On the Right, Is Mainstream Opposition Possible?

John O’Sullivan fleshes out a notion that many of us on the political right have been considering:

Less dramatic versions of that story occurred right across the advanced world. How did this happen? The short answer is that these fringe parties occupied the large empty spaces on the political Right that the mainstream conservative parties had abandoned. British Tories, French Gaullists, Swedish Moderates, and other parties elsewhere increasingly narrowed their appeal to that of superior economic management in a capitalist economy than their countries’ respective Leftist parties. They adopted what Marx called “economism.” They were embarrassed by the patriotism and traditional moral values that had been part of their original identity. They wanted the approval of the metropolitan liberal opinion-formers in which their leaders moved socially. They tailored their electoral messages accordingly….

In short, mainstream conservative parties were tailoring their policies to please a small national constituency while seeming oblivious to the fact that they were alienating or even dissing the moral traditionalists, the patriots, the national-defense conservatives, and the “social fabric” conservatives who together make up the great bulk of their national constituency. Moreover, the longer this continued, the more these constituencies became outraged not only at particular policies but also at the general failure of the center-right parties they usually supported to respond to their concerns.

Here in Rhode Island, we’re arguably at the nadir of this process, and it remains a somewhat mysterious thing.  With the political power of insiders, special interests, and labor unions it seems to have become common wisdom that full conservatism simply can’t win and leads to one’s being unacceptable among mainstream liberals.  Politicians’ bending to such perceived breezes leaves people who are conservative uninspired by their electoral choices, thus self-fulfilling the prophecy and eliminating a broad network of support, such that the few relatively conservative hopes become pinned to individuals with I’ll-win-or-I’m-done attitudes.

As the liberal-progressive-insider policies have done what liberal-progressive-insider policies do (i.e., destroy the society implementing them), those in opposition graduated from apathy to emigration.  The difference at the national level may be that it isn’t such a simple matter (psychologically, if not practically) to up and leave, so apathy turns instead to support for more-extreme candidates.

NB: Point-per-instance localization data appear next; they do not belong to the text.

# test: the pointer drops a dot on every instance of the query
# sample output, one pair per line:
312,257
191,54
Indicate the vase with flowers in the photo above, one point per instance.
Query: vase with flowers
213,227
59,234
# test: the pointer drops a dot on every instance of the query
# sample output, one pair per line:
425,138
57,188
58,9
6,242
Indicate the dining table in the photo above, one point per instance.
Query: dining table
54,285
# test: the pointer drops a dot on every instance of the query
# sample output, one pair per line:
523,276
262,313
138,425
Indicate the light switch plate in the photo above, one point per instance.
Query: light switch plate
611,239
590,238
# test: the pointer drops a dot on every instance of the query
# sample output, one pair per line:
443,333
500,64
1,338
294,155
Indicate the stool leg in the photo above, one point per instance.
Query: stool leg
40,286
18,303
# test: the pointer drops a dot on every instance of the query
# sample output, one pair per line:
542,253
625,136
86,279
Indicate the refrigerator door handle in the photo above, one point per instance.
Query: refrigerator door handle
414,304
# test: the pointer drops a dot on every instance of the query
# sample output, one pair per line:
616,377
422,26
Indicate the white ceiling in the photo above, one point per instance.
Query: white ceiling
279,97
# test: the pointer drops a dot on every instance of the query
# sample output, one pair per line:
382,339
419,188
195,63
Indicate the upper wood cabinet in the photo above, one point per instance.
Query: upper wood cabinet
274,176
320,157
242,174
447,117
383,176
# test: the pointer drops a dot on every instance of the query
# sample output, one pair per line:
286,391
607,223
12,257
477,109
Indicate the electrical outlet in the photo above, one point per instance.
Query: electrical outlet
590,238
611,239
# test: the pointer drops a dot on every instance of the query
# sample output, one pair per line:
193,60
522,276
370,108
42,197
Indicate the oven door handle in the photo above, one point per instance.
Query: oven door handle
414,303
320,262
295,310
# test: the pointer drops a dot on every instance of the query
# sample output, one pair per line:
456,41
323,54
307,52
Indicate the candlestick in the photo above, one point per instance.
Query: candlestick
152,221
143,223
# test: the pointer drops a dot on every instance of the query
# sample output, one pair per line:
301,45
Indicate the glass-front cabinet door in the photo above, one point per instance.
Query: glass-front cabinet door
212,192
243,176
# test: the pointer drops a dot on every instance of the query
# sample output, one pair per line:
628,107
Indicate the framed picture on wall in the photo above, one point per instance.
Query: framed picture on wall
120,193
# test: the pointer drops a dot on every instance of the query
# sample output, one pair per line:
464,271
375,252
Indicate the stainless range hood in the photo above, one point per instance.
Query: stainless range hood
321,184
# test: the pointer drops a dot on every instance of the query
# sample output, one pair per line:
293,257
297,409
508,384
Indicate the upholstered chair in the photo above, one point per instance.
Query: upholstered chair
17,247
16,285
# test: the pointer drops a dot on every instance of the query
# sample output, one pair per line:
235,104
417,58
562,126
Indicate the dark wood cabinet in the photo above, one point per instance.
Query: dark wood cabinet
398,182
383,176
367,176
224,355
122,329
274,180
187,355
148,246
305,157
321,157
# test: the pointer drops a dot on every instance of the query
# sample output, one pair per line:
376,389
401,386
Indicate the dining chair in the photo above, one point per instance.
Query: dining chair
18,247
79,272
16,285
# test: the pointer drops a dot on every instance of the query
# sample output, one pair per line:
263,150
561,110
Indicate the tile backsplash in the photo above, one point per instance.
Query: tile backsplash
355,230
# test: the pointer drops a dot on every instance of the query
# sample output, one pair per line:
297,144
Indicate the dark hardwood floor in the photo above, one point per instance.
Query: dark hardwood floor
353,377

That makes the national-level puzzle easier to solve.  The mainstream center-right party (in other words, the Republicans) simply have to prove their credibility on a moderated version of the conservative platform.  In Rhode Island, I’m not sure.  It might take a miracle confluence of a charismatic leader with unusual integrity and a willingness to forego reward for a while who finds some way to prove the principle and give people hope on narrow issues or at a local level.